A row over safety conditions and claims of illegally low wages at a supplier have sparked serious concerns among investors, experts at Barclays said. Shares in Boohoo have dropped by more than a third since the Sunday
Times claimed earlier this month that a Leicester garment maker linked to the online retailer was paying workers less than the minimum wage.
It left Boohoo scrambling to convince investors of its ethical credentials. Boohoo is expected to publish a blueprint for its independent supply chain review later this month, with the first update due in September.
The Barclays analysts said: “Many questions are yet to be answered. At this stage, we think the most prudent approach is to look at a wide range of scenarios.”

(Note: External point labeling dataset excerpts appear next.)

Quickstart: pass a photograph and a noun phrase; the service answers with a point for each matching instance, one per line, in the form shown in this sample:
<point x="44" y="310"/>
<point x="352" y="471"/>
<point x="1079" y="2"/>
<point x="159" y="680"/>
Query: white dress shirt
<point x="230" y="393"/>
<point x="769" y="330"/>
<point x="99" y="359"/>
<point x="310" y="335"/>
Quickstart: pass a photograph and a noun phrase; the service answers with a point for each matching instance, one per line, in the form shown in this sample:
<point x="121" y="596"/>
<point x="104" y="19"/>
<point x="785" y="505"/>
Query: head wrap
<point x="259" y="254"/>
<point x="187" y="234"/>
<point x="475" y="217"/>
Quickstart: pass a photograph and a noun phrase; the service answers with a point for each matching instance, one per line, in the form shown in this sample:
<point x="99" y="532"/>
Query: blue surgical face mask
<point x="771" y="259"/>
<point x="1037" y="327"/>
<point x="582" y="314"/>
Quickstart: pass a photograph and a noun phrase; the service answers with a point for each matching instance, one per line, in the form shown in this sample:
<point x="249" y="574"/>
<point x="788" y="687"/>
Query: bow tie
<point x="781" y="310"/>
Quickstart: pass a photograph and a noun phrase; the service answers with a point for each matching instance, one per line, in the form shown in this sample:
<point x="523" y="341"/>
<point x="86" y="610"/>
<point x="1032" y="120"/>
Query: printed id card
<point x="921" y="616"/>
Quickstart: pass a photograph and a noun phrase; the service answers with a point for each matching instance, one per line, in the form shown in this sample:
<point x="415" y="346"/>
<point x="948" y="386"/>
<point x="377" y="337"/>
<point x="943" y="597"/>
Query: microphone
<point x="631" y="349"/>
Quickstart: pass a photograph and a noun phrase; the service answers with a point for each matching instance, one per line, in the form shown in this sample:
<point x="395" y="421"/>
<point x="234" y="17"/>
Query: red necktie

If it emerges that low wages are a wider issue in Boohoo’s supply chain then the cost of manufacturing could be pushed up, denting the company’s profit margins.
The retailer – which denies all wrongdoing – currently makes 40pc of its clothes in the UK.
Barclays cut its forecast for the company’s share price from 470p to 350p until the investigation is complete. Other reviews by councils and Parliament could yet add to Boohoo’s woes.
Retail analyst Clive Black, of broker Shore Capital, said: “If the cost for a meaningful amount of product was moved away from Leicester and assuming [higher wages], then UK-sourced products are likely to cost a lot more.”
This could ultimately force the company to raise prices, harming its competitive edge in a brutal market.
The firm said it was planning to launch a “model factory” in Leicester to ensure workers were treated fairly.